Le canzoni del 2012 forse non passeranno alla storia, ma di sicuro è stato un anno denso di brani dance e tormentoni pop, musica da cazzeggio, rimbalzata da una parte all’altra dell’emisfero. Forse i timori per la fine del mondo hanno aumentato la voglia di leggerezza in musica ma non chiediamoci perchè, come per il vino ci sono annate migliori e peggiori, brindiamo al 2013 con una selezione 2012.
Ecco la playlist di canzoni dance, pop ed hip hop del 2012 per ballare e festeggiare il Capodanno.

Call me maybe – Carly Rae Jepsen

Brano ultra-orecchiabile e incline al flirting, impossibile resistergli. Se non bastava il successo negli Usa ed Europa, diventando la canzone inno della nazionale Usa di nuoto alle Olimpiadi di Londra 2012 Call me maybe è arrivata anche nelle nazioni più sconosciute del pianeta (quelle che alla cerimonia di apertura sfilavano in quattro gatti con costumi assurdi). Replicato in una miriade di cover, una delle più famose (ed esilaranti) Share it maybe di Cookie Monster.

Gangnam Style – PSY

Il brano è diventato subito un tormentone, il video un viral che ha generato una galassia di parodie, remix, mash-up e cover di ogni sorta. Personaggi pubblici dello spettacolo, sport, politica si sono esibiti nel balletto Gangnam come scimmiette da circo, al confronto la Macarena è stato un pezzo di nicchia per intellettuali.
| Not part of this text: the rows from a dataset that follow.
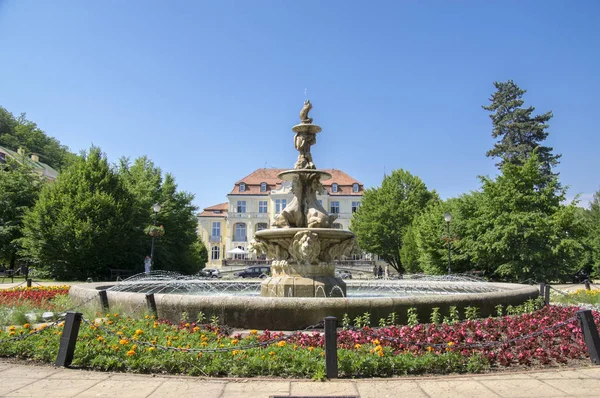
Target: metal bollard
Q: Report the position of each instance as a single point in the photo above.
(151, 304)
(590, 334)
(547, 295)
(104, 300)
(68, 339)
(331, 347)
Dalle suonerie dei telefoni alle pubblicità, radio, internet il Gangnam quasi ce lo siamo trovati nei cereali della prima colazione ma tuttavia siamo sopravvissuti. Meglio esorcizzarlo ballandoci sopra con un buon proposito per il 2013: mai più Gangnam Style.
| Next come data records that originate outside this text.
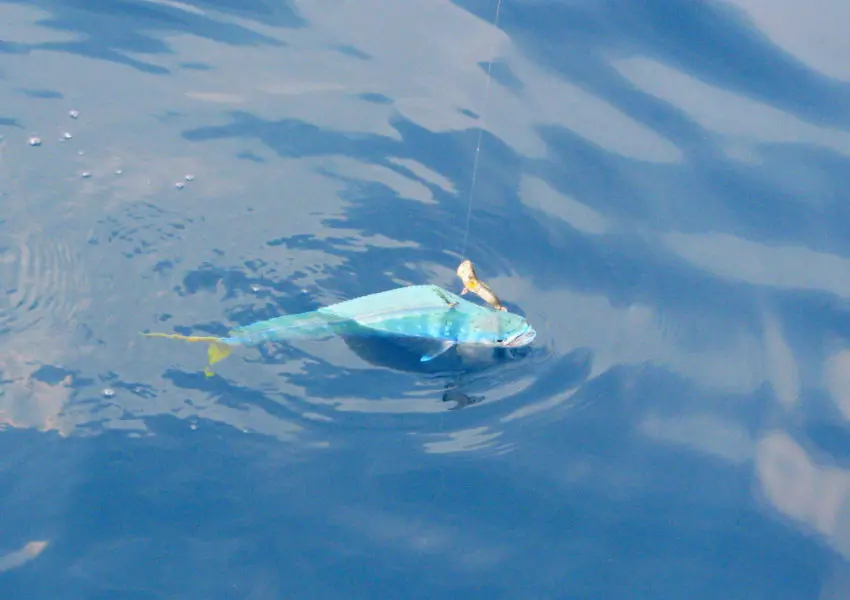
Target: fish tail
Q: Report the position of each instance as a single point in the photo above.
(217, 351)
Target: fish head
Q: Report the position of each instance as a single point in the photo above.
(505, 330)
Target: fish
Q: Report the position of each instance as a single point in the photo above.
(426, 313)
(471, 283)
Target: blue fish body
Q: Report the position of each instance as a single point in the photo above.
(424, 313)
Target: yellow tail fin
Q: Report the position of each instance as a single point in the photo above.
(217, 351)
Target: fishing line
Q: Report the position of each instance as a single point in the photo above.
(480, 134)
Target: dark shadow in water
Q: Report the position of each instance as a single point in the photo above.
(213, 513)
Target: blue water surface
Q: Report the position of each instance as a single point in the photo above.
(661, 189)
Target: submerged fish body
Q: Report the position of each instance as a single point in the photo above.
(423, 312)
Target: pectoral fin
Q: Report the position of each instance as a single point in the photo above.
(443, 347)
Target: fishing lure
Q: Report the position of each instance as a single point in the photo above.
(471, 283)
(422, 312)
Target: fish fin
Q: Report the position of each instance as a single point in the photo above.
(444, 346)
(217, 351)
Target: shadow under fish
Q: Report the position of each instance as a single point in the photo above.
(421, 329)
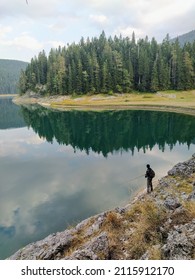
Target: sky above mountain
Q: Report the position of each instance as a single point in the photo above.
(27, 27)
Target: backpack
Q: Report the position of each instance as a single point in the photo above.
(152, 173)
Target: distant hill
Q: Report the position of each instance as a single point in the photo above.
(9, 75)
(185, 38)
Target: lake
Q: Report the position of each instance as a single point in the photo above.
(60, 167)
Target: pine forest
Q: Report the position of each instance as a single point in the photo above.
(112, 65)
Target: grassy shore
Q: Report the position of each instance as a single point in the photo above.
(174, 101)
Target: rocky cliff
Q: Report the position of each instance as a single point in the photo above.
(159, 225)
Ai Se Eu Te Pego (Assim você me mata) – Michel Teló

Il brano è stato scritto nel 2008 ma la pubblicazione del 2011 lo porta in testa alle classifiche mondiali. Testimonials i calciatori Neymar e Ronaldo che lo ballano in partita dopo i goal e le Veline di Striscia la Notizia dove il pezzo è uno degli stacchetti più seguiti. Balletto, calciatori, veline, un testo che dice “Ah, se ti prendo!”: più rappresentativa del nostro paese de “L’Italiano” di Toto Cutugno.

Balada – Gustavo Lima


Altro successo dal ritmo Brasileiro, non può mancare nella playlist 2012 del Capodanno (festa che ci siamo inventati solo come pretesto per ballare Meu Amigo Charlie Brown). Diventato l’inno della Coppa del Brasile 2012 da quando i giocatori della nazionale hanno riprodotto la coreografia in campo dopo un gol. Anche qui come testimonal il gettonatissimo calciatore Neymar.

Give Me All Your Luvin’ – Madonna


Ce l’ha fatta anche quest’anno, immarcescibile, la divina Madonna ci ha regalato un pezzo con cui agitarci in pista e fare mossette stupide da adolescente. Lei che di adolescente ha solo la figlia (e forse qualche fidanzato), da anni fa canzoni sempre uguali (“every records sound the same, you gotta step into my world” si dice da sola) ma resta campionessa indiscussa della musica pop Usa e getta di qualità. Si affianca umile e democratica alle giovani M.I.A. e Nicki Minaj ma l’ape regina è sempre e solo lei.